First, many health insurance companies do not pay for injuries which are work-related. They’ll often have a provision in their policies which states the insurance does not pay for work-related injuries. Your health insurance policy should have a section called “Exclusions/Limitations” or something along those lines.
If you choose to charge your medical treatment to your private health insurance, make sure you clearly state that the medical treatment relates to a work injury. We always advise our clients and potential clients to be very honest and specific when providing their histories to their treating physicians.
You want to make sure that you explain fully to your doctors that your injury occurred on a vessel or oil rig while you were working, and you want to fill in such information on any doctor or hospital forms where you may receive treatment. You’ll want to give a full history of how the injury occurred so that it’s clear you are not trying to misrepresent the nature of your work injury.
Our office has seen many cases where a maritime employer told an injured worker to use their health insurance to pay for medical treatment, and later the employer claims that the worker misrepresented the nature of his injury since he claimed it on his own private health insurance. Again, it is critical that you clearly state that your injury occurred at work if you are going to put any medical treatment on your own health insurance.
It is generally not up to you to determine whether your health insurance will or will not cover work-related injuries. Rather, it is simply your job to be fully honest and clear that your injury did occur while you were at work on the vessel or oil rig and that it is a work-related injury. If your insurance company chooses to cover such, it is okay and will not harm your Jones Act claim since you have been fully honest. However, if you choose to use your private health insurance, you will likely be creating a debt that you eventually have to repay.
Another concern with using your own health insurance relates to the lien or subrogation rights that your insurer will have for any medical expenses they pay.
Almost every private health insurance policy states that if a third-party claim is filed (or in this case your claim against your employer under the Jones Act) your health insurance company is legally allowed to recover from you all costs it has paid for medical treatment, up to the amount that you may recover through your suit. In other words, if your insurer pays $50,000 in medical costs, your insurer is then entitled to receive the full $50,000 payment out of any money that you may recover under your case. If your private health insurance company pays for medical expenses, in almost all circumstances you will be obligated to repay your medical expenses.

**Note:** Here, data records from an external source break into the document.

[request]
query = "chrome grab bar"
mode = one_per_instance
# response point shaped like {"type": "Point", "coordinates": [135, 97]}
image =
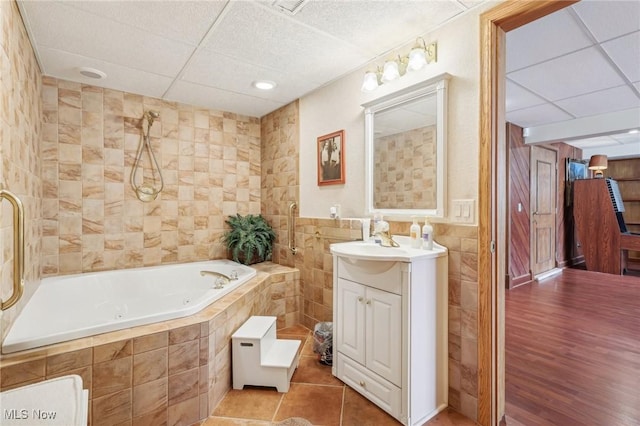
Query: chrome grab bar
{"type": "Point", "coordinates": [291, 228]}
{"type": "Point", "coordinates": [18, 249]}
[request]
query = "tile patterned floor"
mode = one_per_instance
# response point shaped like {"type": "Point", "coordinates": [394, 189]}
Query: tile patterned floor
{"type": "Point", "coordinates": [315, 394]}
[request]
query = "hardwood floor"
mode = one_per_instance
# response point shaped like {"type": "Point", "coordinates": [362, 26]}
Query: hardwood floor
{"type": "Point", "coordinates": [573, 351]}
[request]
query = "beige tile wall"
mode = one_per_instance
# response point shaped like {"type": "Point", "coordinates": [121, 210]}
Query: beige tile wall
{"type": "Point", "coordinates": [171, 373]}
{"type": "Point", "coordinates": [210, 163]}
{"type": "Point", "coordinates": [280, 135]}
{"type": "Point", "coordinates": [20, 118]}
{"type": "Point", "coordinates": [405, 170]}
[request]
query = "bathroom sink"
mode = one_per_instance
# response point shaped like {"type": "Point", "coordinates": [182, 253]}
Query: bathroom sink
{"type": "Point", "coordinates": [371, 251]}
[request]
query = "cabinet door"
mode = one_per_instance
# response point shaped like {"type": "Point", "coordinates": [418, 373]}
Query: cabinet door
{"type": "Point", "coordinates": [351, 316]}
{"type": "Point", "coordinates": [384, 334]}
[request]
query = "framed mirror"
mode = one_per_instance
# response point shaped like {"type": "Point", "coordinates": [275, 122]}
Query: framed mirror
{"type": "Point", "coordinates": [405, 149]}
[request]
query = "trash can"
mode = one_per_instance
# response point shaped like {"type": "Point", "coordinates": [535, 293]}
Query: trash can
{"type": "Point", "coordinates": [323, 342]}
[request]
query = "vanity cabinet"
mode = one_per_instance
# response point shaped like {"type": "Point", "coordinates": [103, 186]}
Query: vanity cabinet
{"type": "Point", "coordinates": [390, 332]}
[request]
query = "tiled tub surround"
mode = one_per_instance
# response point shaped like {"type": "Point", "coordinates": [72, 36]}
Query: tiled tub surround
{"type": "Point", "coordinates": [69, 307]}
{"type": "Point", "coordinates": [175, 371]}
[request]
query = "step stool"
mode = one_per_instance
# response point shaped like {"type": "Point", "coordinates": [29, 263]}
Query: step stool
{"type": "Point", "coordinates": [259, 359]}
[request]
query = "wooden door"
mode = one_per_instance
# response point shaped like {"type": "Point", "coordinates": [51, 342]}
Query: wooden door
{"type": "Point", "coordinates": [543, 209]}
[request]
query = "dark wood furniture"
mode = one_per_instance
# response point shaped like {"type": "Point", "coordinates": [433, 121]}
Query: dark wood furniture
{"type": "Point", "coordinates": [603, 243]}
{"type": "Point", "coordinates": [627, 173]}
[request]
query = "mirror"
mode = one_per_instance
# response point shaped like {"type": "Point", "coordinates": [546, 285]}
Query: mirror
{"type": "Point", "coordinates": [405, 140]}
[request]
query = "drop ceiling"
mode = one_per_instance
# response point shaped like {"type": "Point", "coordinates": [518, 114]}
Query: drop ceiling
{"type": "Point", "coordinates": [208, 53]}
{"type": "Point", "coordinates": [579, 62]}
{"type": "Point", "coordinates": [580, 65]}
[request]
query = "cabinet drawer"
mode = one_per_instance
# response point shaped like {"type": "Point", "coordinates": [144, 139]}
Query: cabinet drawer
{"type": "Point", "coordinates": [381, 392]}
{"type": "Point", "coordinates": [383, 275]}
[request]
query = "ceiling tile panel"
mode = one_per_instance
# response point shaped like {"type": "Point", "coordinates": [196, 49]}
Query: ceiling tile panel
{"type": "Point", "coordinates": [537, 115]}
{"type": "Point", "coordinates": [599, 141]}
{"type": "Point", "coordinates": [279, 43]}
{"type": "Point", "coordinates": [377, 26]}
{"type": "Point", "coordinates": [541, 40]}
{"type": "Point", "coordinates": [211, 69]}
{"type": "Point", "coordinates": [621, 51]}
{"type": "Point", "coordinates": [221, 100]}
{"type": "Point", "coordinates": [518, 97]}
{"type": "Point", "coordinates": [185, 21]}
{"type": "Point", "coordinates": [63, 66]}
{"type": "Point", "coordinates": [600, 102]}
{"type": "Point", "coordinates": [627, 138]}
{"type": "Point", "coordinates": [59, 26]}
{"type": "Point", "coordinates": [569, 75]}
{"type": "Point", "coordinates": [609, 19]}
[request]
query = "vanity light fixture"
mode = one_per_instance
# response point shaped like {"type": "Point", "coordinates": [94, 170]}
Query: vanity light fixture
{"type": "Point", "coordinates": [390, 71]}
{"type": "Point", "coordinates": [420, 55]}
{"type": "Point", "coordinates": [264, 84]}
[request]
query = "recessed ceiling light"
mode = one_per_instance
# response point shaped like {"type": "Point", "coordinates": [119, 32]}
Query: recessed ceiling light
{"type": "Point", "coordinates": [92, 73]}
{"type": "Point", "coordinates": [264, 84]}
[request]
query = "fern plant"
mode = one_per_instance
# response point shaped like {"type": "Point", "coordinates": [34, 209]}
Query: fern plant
{"type": "Point", "coordinates": [250, 239]}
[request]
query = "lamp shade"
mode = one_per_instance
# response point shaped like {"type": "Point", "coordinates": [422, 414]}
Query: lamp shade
{"type": "Point", "coordinates": [598, 163]}
{"type": "Point", "coordinates": [370, 81]}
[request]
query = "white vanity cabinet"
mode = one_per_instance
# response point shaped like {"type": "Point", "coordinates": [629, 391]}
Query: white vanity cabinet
{"type": "Point", "coordinates": [390, 328]}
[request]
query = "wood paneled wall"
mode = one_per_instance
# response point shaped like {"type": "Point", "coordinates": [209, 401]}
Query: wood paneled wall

If your employer had properly paid for your medical expenses since the beginning of your injury as required by law, you would not need to pay any of your settlement money back to your health insurer.
Finally, a practical concern with using your own health insurance relates to delaying your claim. Very often employers will instruct injured workers to put their medical expenses on their own insurance. They do this in an effort to avoid recognizing the worker’s Jones Act claim. This can go on for months and months, and when the worker does eventually obtain counsel or try to resolve his claim, very often it appears that the employee was trying to hide that the injury occurred at work.
If you have suffered an injury at work, in almost all cases it is best to insist that your employer pay your medical benefits rather than claiming your medical expenses on your own private health insurance.
Using your own insurance should be a last resort if your employer refuses to pay; and then, make sure you clearly state that the injury happened at work.
Another problem which may arise is that the company’s insurance company may never be notified of your maritime injury claim. Typically, vessel companies and oil rig companies have specific insurance which covers work-related injuries. The companies are aware that injuries happen in this line of work, so they purchase insurance to protect them should a work injury happen. It is their responsibility to notify their insurance company once an injury claim is filed. It is important, and usually best, for these insurance companies to become involved at the very beginning of a claim.
However, your employer will often try to hide an injury claim from their insurance company in order to prevent their premiums from increasing. This is a bad situation, and if you can, you want to always make sure that your company is properly reporting your injury and the need for your medical treatment to its insurance carrier.
Remember, it is always best to properly file your claim under your company’s insurance carrier policy. Although you do not control this issue, you can insist that your company properly report the claim, and you can refuse to use your own health insurance to pay for medical expenses to avoid the above issues.
Will your company drop your benefits after a maritime injury accident? A lot of times our clients are out of work for months at a time and they’re concerned that they’re going to lose their health insurance benefits or their family benefits. The answer is no.
Your company will not necessarily drop your health insurance just because you have a work-related accident and you’re off from work.
In order for a company to drop health insurance benefits for an employee, there has to be what’s called a triggering event. This type of event usually means that you’re being terminated by the company. Very often companies are scared or they’re worried to terminate an employee who has an injury.
What happens most of the time is the company simply carries on the payroll, they pay your workers’ compensation or maintenance benefits and they wait to see whether the doctor is ultimately going to release you to go back to work. So, most of the time your company is not going to stop your health insurance benefits for you or your family just because you have a maritime injury.